The benefits of eating like a Mediterranean are already widely known–the plentiful vegetables, fish, variety of meats, and olive oil (not to mention a few splashes of red wine) amount to just about the best thing you can possibly hope to call a diet. It’s not necessarily the cheapest way to live, but here on the shores of the Med where I’m currently staying it’s just what’s around and readily available.

In big contrast to non-Med countries, spending hours on a weekday evening in the company of friends, just eating and drinking after work, is seen as pretty normal. A group in a tavern is expected to spend hours there, too. If I’m honest about what makes the quality of life here so great, this is a big part of it.

A lot has been said about the relative calm that pervades Greece despite its deep economic crisis. I believe a lot of it comes down to this–the communal and cathartic approach to eating and enjoying each other’s company. And it, not the food, might just be the secret to a long life as well.
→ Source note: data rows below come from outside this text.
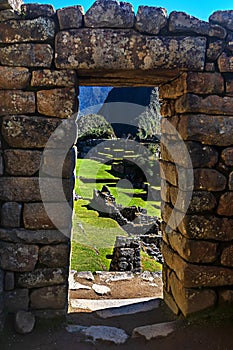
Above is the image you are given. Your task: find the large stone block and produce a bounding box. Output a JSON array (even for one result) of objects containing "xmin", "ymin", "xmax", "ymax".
[
  {"xmin": 0, "ymin": 90, "xmax": 35, "ymax": 116},
  {"xmin": 23, "ymin": 203, "xmax": 72, "ymax": 230},
  {"xmin": 57, "ymin": 5, "xmax": 84, "ymax": 30},
  {"xmin": 55, "ymin": 28, "xmax": 206, "ymax": 74},
  {"xmin": 159, "ymin": 72, "xmax": 224, "ymax": 99},
  {"xmin": 178, "ymin": 114, "xmax": 233, "ymax": 146},
  {"xmin": 84, "ymin": 0, "xmax": 134, "ymax": 28},
  {"xmin": 31, "ymin": 69, "xmax": 76, "ymax": 87},
  {"xmin": 169, "ymin": 11, "xmax": 227, "ymax": 39},
  {"xmin": 0, "ymin": 17, "xmax": 55, "ymax": 44},
  {"xmin": 37, "ymin": 88, "xmax": 77, "ymax": 118},
  {"xmin": 175, "ymin": 94, "xmax": 233, "ymax": 115},
  {"xmin": 0, "ymin": 67, "xmax": 30, "ymax": 90},
  {"xmin": 179, "ymin": 215, "xmax": 233, "ymax": 241},
  {"xmin": 0, "ymin": 43, "xmax": 53, "ymax": 68},
  {"xmin": 39, "ymin": 244, "xmax": 69, "ymax": 267},
  {"xmin": 135, "ymin": 6, "xmax": 168, "ymax": 35},
  {"xmin": 0, "ymin": 242, "xmax": 39, "ymax": 272},
  {"xmin": 217, "ymin": 192, "xmax": 233, "ymax": 216},
  {"xmin": 30, "ymin": 285, "xmax": 67, "ymax": 309},
  {"xmin": 1, "ymin": 202, "xmax": 22, "ymax": 227},
  {"xmin": 16, "ymin": 268, "xmax": 67, "ymax": 288}
]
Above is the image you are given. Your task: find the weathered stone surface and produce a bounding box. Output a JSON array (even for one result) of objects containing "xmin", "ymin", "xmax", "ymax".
[
  {"xmin": 39, "ymin": 244, "xmax": 69, "ymax": 267},
  {"xmin": 175, "ymin": 94, "xmax": 233, "ymax": 115},
  {"xmin": 41, "ymin": 148, "xmax": 77, "ymax": 179},
  {"xmin": 217, "ymin": 192, "xmax": 233, "ymax": 216},
  {"xmin": 16, "ymin": 268, "xmax": 67, "ymax": 288},
  {"xmin": 218, "ymin": 52, "xmax": 233, "ymax": 73},
  {"xmin": 1, "ymin": 202, "xmax": 22, "ymax": 227},
  {"xmin": 159, "ymin": 72, "xmax": 224, "ymax": 98},
  {"xmin": 0, "ymin": 228, "xmax": 70, "ymax": 244},
  {"xmin": 169, "ymin": 231, "xmax": 218, "ymax": 263},
  {"xmin": 179, "ymin": 215, "xmax": 233, "ymax": 241},
  {"xmin": 178, "ymin": 114, "xmax": 233, "ymax": 146},
  {"xmin": 0, "ymin": 90, "xmax": 35, "ymax": 116},
  {"xmin": 169, "ymin": 11, "xmax": 227, "ymax": 39},
  {"xmin": 57, "ymin": 5, "xmax": 84, "ymax": 30},
  {"xmin": 31, "ymin": 69, "xmax": 76, "ymax": 87},
  {"xmin": 160, "ymin": 136, "xmax": 218, "ymax": 168},
  {"xmin": 171, "ymin": 273, "xmax": 217, "ymax": 317},
  {"xmin": 30, "ymin": 285, "xmax": 67, "ymax": 309},
  {"xmin": 0, "ymin": 242, "xmax": 39, "ymax": 272},
  {"xmin": 221, "ymin": 147, "xmax": 233, "ymax": 166},
  {"xmin": 0, "ymin": 67, "xmax": 30, "ymax": 90},
  {"xmin": 55, "ymin": 28, "xmax": 206, "ymax": 74},
  {"xmin": 4, "ymin": 149, "xmax": 42, "ymax": 176},
  {"xmin": 0, "ymin": 0, "xmax": 22, "ymax": 10},
  {"xmin": 2, "ymin": 115, "xmax": 77, "ymax": 149},
  {"xmin": 221, "ymin": 245, "xmax": 233, "ymax": 267},
  {"xmin": 4, "ymin": 289, "xmax": 29, "ymax": 312},
  {"xmin": 135, "ymin": 6, "xmax": 168, "ymax": 35},
  {"xmin": 21, "ymin": 3, "xmax": 55, "ymax": 19},
  {"xmin": 84, "ymin": 0, "xmax": 134, "ymax": 28},
  {"xmin": 132, "ymin": 322, "xmax": 177, "ymax": 340},
  {"xmin": 170, "ymin": 187, "xmax": 217, "ymax": 214},
  {"xmin": 23, "ymin": 203, "xmax": 72, "ymax": 230},
  {"xmin": 37, "ymin": 88, "xmax": 77, "ymax": 118},
  {"xmin": 209, "ymin": 10, "xmax": 233, "ymax": 30},
  {"xmin": 206, "ymin": 40, "xmax": 224, "ymax": 60},
  {"xmin": 0, "ymin": 44, "xmax": 53, "ymax": 68},
  {"xmin": 194, "ymin": 169, "xmax": 227, "ymax": 191},
  {"xmin": 0, "ymin": 17, "xmax": 55, "ymax": 44},
  {"xmin": 4, "ymin": 271, "xmax": 15, "ymax": 291},
  {"xmin": 14, "ymin": 310, "xmax": 36, "ymax": 334}
]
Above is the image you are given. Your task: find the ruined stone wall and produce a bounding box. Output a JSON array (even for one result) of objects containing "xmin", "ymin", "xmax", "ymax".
[{"xmin": 0, "ymin": 0, "xmax": 233, "ymax": 324}]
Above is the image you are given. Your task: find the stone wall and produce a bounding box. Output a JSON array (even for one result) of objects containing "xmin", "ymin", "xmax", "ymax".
[{"xmin": 0, "ymin": 0, "xmax": 233, "ymax": 324}]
Niche research has shown that communal eating leads to healthier habits in general–more vegetables, less soda and T.V. during meals, that kind of thing. There is also a clear link between positive experiences and better mental health. The sense of belonging and shared experience that stems from communal activity–and I would argue that nothing beats the Mediterranean way of community eating–is simply superior to any quick-fix dietary change that can be “consumed” in the traditional sense.
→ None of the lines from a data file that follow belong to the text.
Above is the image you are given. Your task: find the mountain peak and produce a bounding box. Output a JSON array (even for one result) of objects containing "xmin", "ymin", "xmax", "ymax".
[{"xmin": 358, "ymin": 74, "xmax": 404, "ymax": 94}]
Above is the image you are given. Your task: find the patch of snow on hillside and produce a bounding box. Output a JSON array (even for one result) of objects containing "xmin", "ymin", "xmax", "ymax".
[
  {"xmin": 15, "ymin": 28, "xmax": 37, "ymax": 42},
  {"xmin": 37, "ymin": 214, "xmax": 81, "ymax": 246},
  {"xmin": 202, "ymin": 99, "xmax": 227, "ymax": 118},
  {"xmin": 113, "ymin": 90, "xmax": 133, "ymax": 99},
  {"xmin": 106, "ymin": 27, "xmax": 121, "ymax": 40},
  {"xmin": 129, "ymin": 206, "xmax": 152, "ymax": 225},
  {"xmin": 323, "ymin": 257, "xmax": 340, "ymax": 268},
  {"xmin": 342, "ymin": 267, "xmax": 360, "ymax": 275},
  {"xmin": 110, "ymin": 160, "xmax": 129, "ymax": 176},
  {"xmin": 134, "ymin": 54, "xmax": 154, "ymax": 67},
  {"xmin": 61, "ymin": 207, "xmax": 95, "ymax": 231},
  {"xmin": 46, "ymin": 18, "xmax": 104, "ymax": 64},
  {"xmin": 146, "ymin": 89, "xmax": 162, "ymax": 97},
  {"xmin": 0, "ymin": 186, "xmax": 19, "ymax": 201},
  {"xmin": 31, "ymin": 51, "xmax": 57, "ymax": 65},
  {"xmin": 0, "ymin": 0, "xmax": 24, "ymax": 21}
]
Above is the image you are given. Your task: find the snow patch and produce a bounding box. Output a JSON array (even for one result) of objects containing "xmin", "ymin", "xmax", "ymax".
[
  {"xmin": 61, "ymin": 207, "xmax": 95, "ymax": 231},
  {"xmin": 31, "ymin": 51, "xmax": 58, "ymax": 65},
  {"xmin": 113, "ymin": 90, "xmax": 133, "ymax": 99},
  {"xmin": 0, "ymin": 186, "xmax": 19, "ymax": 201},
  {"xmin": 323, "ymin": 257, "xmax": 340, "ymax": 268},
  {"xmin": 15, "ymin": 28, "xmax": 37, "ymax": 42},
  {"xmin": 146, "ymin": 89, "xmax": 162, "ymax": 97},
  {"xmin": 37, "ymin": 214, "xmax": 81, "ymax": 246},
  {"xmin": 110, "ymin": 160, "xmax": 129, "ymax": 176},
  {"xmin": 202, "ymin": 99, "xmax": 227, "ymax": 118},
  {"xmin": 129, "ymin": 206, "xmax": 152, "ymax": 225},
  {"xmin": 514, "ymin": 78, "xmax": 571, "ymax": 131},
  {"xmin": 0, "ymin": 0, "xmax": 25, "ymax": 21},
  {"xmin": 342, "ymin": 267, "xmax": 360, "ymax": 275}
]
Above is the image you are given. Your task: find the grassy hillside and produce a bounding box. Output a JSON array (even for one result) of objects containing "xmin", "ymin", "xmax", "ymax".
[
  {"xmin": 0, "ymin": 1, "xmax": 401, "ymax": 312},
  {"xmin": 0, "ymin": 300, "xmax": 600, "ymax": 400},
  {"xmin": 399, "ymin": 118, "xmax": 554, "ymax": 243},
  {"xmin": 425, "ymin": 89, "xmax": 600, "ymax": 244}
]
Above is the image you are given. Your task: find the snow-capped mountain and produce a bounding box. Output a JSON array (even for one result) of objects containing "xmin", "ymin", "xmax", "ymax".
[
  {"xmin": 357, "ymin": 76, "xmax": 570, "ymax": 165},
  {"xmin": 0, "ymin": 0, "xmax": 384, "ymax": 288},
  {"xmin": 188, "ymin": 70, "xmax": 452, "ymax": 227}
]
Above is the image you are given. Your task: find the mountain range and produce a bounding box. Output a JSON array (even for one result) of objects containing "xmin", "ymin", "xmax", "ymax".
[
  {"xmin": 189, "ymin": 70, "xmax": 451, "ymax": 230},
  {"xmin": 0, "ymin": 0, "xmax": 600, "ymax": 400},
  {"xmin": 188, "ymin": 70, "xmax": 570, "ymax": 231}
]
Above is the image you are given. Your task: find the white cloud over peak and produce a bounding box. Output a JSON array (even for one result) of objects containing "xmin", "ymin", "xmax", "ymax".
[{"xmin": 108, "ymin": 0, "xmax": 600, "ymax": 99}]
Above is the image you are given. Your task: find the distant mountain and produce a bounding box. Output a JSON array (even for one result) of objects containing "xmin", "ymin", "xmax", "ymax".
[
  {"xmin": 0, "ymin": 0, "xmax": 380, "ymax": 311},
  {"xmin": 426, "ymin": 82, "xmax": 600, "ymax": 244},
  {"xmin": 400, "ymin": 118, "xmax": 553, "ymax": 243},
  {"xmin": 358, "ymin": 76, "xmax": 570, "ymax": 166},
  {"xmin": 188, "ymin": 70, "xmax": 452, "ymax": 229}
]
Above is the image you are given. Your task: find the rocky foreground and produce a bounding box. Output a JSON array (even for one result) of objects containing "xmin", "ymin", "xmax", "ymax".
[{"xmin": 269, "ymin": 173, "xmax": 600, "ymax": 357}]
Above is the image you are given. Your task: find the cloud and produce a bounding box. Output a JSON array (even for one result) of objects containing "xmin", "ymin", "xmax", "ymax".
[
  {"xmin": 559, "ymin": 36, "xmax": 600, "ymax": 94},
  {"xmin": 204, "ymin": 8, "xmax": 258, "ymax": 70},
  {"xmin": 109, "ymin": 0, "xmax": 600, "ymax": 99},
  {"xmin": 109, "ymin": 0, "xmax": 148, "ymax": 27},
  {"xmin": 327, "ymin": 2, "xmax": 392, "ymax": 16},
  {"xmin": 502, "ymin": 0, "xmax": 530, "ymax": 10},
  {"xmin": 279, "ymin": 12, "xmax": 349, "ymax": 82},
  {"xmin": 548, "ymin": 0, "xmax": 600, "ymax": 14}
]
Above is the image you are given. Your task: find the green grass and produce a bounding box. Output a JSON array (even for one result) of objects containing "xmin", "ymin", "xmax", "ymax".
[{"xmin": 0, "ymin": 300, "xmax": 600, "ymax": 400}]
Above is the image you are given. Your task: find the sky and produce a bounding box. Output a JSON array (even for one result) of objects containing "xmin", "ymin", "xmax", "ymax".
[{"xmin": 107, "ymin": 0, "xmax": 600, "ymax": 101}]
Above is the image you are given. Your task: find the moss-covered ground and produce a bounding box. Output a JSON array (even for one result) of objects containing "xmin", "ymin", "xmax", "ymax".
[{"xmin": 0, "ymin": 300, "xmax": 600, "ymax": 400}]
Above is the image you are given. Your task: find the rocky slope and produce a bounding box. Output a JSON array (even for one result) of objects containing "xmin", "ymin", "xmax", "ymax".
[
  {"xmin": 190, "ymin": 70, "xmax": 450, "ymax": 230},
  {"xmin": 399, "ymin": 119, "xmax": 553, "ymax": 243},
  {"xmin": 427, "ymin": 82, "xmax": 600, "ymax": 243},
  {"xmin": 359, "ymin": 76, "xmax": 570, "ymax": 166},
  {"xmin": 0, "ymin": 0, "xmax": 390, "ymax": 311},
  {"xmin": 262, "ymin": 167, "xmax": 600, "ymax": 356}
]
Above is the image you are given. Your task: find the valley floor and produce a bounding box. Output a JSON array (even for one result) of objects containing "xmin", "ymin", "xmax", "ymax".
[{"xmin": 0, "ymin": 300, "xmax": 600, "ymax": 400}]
Of course it’s not, or it shouldn’t be, news to anyone that a low-stress way of life is better for you. But to address a shortage of what we’re able to buy and put on our plate, we must look for a more holistic approach to eating and well-being. I despise monastic approaches to how one should live, and the idea of eating bugs and other such critters makes me die a bit inside (although snails boiled in wine and rosemary are excellent). But eating is, and always has been, a spiritual exercise as much as a material one. The mistake is to try and consume our way to health, because in that sense, we’re truly screwed–it’s unsustainable and unfair to the developing world.

Such an approach can have a wide-ranging impact. Within debates about productivity, anxiety, shortening the working day, etc., lurks the unsatisfactory way in which we shape the social context of our eating, cooking, and dining out. We shouldn’t shy away from the things that make us happy. Even things like a lack of food variety that impose limitations can have redeeming qualities. If the future brings less to choose from, we shouldn’t be wary of discovering why, in the end, it might be the least important side of an enjoyable, healthy meal.
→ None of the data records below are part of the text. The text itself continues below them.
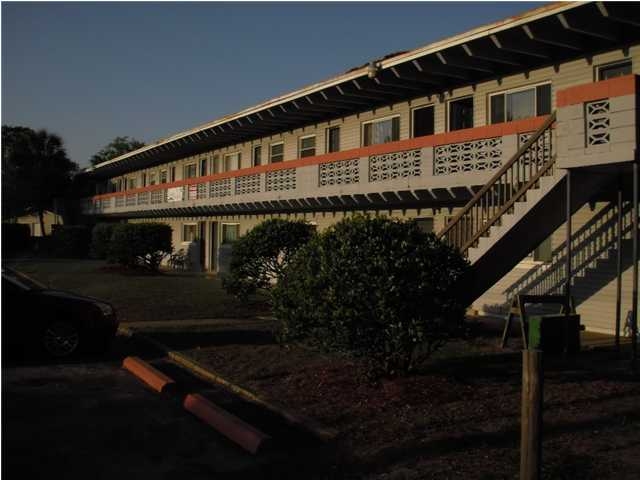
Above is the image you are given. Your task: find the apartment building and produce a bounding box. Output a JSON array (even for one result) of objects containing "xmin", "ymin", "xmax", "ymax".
[{"xmin": 83, "ymin": 2, "xmax": 640, "ymax": 332}]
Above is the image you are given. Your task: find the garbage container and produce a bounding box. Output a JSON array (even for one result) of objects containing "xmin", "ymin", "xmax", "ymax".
[{"xmin": 528, "ymin": 313, "xmax": 580, "ymax": 353}]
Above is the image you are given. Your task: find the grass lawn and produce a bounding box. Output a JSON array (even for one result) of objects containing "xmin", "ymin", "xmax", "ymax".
[
  {"xmin": 138, "ymin": 321, "xmax": 640, "ymax": 480},
  {"xmin": 4, "ymin": 259, "xmax": 268, "ymax": 322}
]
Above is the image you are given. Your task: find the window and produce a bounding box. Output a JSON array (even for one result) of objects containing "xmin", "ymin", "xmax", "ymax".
[
  {"xmin": 224, "ymin": 152, "xmax": 240, "ymax": 172},
  {"xmin": 598, "ymin": 60, "xmax": 631, "ymax": 80},
  {"xmin": 327, "ymin": 127, "xmax": 340, "ymax": 153},
  {"xmin": 412, "ymin": 105, "xmax": 434, "ymax": 137},
  {"xmin": 252, "ymin": 145, "xmax": 262, "ymax": 167},
  {"xmin": 449, "ymin": 97, "xmax": 473, "ymax": 132},
  {"xmin": 182, "ymin": 163, "xmax": 197, "ymax": 180},
  {"xmin": 182, "ymin": 223, "xmax": 198, "ymax": 242},
  {"xmin": 298, "ymin": 135, "xmax": 316, "ymax": 158},
  {"xmin": 489, "ymin": 83, "xmax": 551, "ymax": 123},
  {"xmin": 269, "ymin": 142, "xmax": 284, "ymax": 163},
  {"xmin": 222, "ymin": 223, "xmax": 240, "ymax": 244},
  {"xmin": 362, "ymin": 117, "xmax": 400, "ymax": 147}
]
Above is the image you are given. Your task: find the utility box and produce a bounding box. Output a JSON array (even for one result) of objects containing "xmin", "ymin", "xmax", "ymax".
[{"xmin": 527, "ymin": 313, "xmax": 580, "ymax": 353}]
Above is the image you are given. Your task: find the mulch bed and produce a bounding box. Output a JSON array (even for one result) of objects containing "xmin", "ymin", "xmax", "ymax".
[{"xmin": 148, "ymin": 325, "xmax": 640, "ymax": 480}]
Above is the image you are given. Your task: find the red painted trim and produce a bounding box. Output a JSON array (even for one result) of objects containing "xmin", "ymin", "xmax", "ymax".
[
  {"xmin": 93, "ymin": 116, "xmax": 547, "ymax": 200},
  {"xmin": 556, "ymin": 75, "xmax": 636, "ymax": 108}
]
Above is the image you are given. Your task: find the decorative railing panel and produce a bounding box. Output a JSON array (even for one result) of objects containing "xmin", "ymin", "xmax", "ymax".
[
  {"xmin": 585, "ymin": 99, "xmax": 611, "ymax": 147},
  {"xmin": 369, "ymin": 150, "xmax": 422, "ymax": 182},
  {"xmin": 318, "ymin": 158, "xmax": 360, "ymax": 187},
  {"xmin": 433, "ymin": 137, "xmax": 502, "ymax": 175},
  {"xmin": 209, "ymin": 178, "xmax": 231, "ymax": 198},
  {"xmin": 265, "ymin": 168, "xmax": 296, "ymax": 192},
  {"xmin": 235, "ymin": 173, "xmax": 260, "ymax": 195}
]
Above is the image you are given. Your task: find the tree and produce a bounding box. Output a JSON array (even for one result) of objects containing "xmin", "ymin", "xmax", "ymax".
[
  {"xmin": 222, "ymin": 218, "xmax": 314, "ymax": 299},
  {"xmin": 91, "ymin": 136, "xmax": 145, "ymax": 165},
  {"xmin": 2, "ymin": 125, "xmax": 78, "ymax": 235}
]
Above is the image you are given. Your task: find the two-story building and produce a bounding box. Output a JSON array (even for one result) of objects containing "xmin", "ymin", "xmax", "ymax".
[{"xmin": 84, "ymin": 2, "xmax": 640, "ymax": 338}]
Image credit: Martin Belam // CC BY-SA 2.0

Something people who haven’t lived in or visited this part of the world might not know is that a lot of the Med diet is about the combination of very simple ingredients, each tasty on its own. A tomato, even from an organic shop in London or New York City, doesn’t taste the same as what you’d get in the average Greek supermarket. It’s not just Greek tomatoes or Spanish ones–Egyptian and Turkish products, for instance, have very much the same quality. It’s around these ingredients–which none of the Med countries produce in volumes even close to that of the United States, France, Argentina, and other countries with big agricultural sectors–that the Mediterranean people have built a sustainable, healthy, and varied diet.

As with all great things, though, a lot of this relies on a thin balance–in this case between the climate and geography. It’s this balance that is now up against the big boogeyman of our times: climate change. The Med is considered one of the areas of the world that is most vulnerable to rising temperatures.

Decreasing rainfall means that the areas where these products are cultivated will start disappearing. Already, in Egypt for instance, this is considered a future source of political instability. The over-fished seas are also coming under threat, alongside the diminishing water supplies on the mainland, something which has contributed to various crises in the area already.

This means a lot of ingredients will become rarer and dearer. It doesn’t feel extreme to say that the current Med diet might become unattainable within this century.

It won’t be the only one either. Other parts of the world might find it difficult to sustain the high levels of food production we currently enjoy, but I’ll leave that to people with more knowledge on the subject to examine. We all, however, need to think about a future culture in which this scenario is our likely reality.

Will our standard of living decrease as fishing stocks are decimated? Or will the simple fact that our lifestyles are less amenable to communal dining be just as important a loss? Don’t think this is just about stressful jobs and individualistic consumption habits–for a lot of young people in the world’s major cities, communal living and public spaces simply aren’t there, while unemployment (and underemployment) also plays a role.

These are challenges, with economic and social consequences, that we will have to face. As our labor becomes increasingly irrelevant (thanks to automation) and our incomes decline, we’ll also have to find a way to deal with scarcity, for the sake of our collective mental health. It looks bleak. But the good news is, it doesn’t have to.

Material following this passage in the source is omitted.